Professional bloggers often rely on more pieces of software than they can count. In fact, you often don’t even realize exactly how many different programs you use in your day to day work until you make a full list, which can include everything from desktop publishing programs to social bookmarking and scraping software.
Not only that, but bloggers often store post drafts, images, and other content on their PCs. Ensuring that you have a backup of your files and critical applications is crucial and can be a lifesaver not just for a professional blogger, but for pretty much everyone. The only difference between someone losing all of their family photos and a professional blogger losing all of their work in progress and applications is the amount of income they are likely to lose as they spend time trying (sometimes unsuccessfully) to get it all back.
Data backup options range from rudimentary to sophisticated, some of them being:
- Get an external hard drive and manually back up important files once a week
- Schedule automatic backups to a NAS (Network-attached storage) box (and if you’re really dedicated you can even get a fireproof NAS)
- Store files in the cloud using a service like Dropbox (this means if your hardware fails, you will still be able to access your files from another device.
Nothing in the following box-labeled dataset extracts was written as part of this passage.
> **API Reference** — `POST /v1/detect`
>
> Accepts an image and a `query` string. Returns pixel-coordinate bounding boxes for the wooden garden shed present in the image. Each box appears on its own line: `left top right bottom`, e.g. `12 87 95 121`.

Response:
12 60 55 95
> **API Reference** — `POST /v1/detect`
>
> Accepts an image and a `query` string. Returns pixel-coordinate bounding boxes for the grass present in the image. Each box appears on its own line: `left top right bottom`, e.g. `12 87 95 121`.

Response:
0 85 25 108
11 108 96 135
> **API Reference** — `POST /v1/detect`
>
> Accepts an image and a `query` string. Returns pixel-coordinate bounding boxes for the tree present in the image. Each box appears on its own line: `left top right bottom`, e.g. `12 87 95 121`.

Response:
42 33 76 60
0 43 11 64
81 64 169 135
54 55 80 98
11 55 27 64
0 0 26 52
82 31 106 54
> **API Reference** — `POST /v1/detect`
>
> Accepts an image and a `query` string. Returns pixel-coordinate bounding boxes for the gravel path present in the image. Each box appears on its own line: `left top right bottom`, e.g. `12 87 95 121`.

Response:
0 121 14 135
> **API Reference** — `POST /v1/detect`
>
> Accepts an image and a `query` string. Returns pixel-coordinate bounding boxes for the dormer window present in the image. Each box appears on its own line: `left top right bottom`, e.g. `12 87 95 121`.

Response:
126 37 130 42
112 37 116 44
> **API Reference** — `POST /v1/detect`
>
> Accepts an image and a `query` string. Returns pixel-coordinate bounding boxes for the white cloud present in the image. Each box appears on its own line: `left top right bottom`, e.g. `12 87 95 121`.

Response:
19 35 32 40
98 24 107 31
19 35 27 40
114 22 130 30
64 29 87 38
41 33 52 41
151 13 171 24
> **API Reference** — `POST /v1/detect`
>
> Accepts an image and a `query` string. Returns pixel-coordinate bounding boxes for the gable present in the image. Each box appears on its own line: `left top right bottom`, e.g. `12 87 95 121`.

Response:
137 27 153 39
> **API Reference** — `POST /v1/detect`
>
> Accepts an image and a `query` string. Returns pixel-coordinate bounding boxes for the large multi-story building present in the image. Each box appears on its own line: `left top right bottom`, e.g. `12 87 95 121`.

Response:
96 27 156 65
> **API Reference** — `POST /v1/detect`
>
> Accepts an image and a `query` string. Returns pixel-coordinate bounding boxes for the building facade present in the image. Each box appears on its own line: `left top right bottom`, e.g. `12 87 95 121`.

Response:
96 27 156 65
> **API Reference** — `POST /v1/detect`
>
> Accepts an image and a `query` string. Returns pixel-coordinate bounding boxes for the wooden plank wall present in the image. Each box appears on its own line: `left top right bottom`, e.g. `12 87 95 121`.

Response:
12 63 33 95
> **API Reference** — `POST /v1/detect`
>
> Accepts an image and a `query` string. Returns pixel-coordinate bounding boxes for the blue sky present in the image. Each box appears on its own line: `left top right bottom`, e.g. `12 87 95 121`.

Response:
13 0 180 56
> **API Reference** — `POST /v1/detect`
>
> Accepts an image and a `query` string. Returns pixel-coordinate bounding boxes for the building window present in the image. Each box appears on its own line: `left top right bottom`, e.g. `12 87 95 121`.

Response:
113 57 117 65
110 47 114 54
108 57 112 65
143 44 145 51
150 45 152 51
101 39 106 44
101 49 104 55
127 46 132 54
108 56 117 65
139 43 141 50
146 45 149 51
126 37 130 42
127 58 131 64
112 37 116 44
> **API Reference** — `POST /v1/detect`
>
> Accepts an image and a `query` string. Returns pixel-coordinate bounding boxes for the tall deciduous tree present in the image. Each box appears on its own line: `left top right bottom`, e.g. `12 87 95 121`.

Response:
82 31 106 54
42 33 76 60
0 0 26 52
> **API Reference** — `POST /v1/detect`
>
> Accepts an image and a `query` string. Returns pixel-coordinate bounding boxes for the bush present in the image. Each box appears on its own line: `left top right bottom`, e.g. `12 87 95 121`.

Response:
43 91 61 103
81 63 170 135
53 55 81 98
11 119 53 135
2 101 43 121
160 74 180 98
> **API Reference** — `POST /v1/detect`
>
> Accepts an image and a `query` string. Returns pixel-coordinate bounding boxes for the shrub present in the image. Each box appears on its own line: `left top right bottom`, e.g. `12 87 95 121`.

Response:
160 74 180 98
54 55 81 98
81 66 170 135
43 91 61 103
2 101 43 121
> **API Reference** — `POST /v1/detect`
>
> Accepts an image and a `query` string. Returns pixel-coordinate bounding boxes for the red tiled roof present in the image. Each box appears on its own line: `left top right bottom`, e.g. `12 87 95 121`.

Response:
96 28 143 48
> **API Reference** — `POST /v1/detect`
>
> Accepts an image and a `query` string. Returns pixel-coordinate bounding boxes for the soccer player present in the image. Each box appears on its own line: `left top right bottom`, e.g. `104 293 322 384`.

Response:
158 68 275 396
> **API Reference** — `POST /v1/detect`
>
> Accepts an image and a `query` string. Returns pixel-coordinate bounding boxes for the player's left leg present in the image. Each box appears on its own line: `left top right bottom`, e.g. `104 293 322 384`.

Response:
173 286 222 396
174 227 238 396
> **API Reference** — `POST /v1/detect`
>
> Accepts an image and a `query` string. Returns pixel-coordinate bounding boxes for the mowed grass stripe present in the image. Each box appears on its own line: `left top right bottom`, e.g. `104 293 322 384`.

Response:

However, weigh up the pros and cons of storing important private information in the cloud)
What would happen if your web host lost all of your data one morning? Would you have a backup? Many web hosts provide automated data backups of all files on the server, which is great. Make sure that you download a backup on a regular basis and if automated backups aren’t provided by the web host, implement your own backup solution.
Remember to back up your database as well as the actual files.
Can you always “phone home”?
One of the great things about making a living online through ventures like blogging is the freedom to travel and work from pretty much anywhere in the world. As a professional blogger, taking advantage of this freedom often means working from a laptop. Regardless of whether you’re a digital nomad or prefer to stay in one place, business must go on even when travelling. Bloggers who have largely automated and outsourced their work may not have to worry about working on holiday, but emergencies happen, so quite often bloggers travel with laptops at least.
If you’re the kind whose software and data is mostly stored on a desktop PC at home, it can be a good idea to be able to remote into your main machine at home from your laptop if required. Programs such as TeamViewer or LogMeIn (both of which have free options) can provide this option for emergency situations.
These are just some things that professional – or aspiring professional – bloggers should consider. For casual bloggers things like backup or remote access solutions may not be anything to worry about, but as a professional blogger it’s better to sort out your IT processes now rather than wish you had when it’s too late.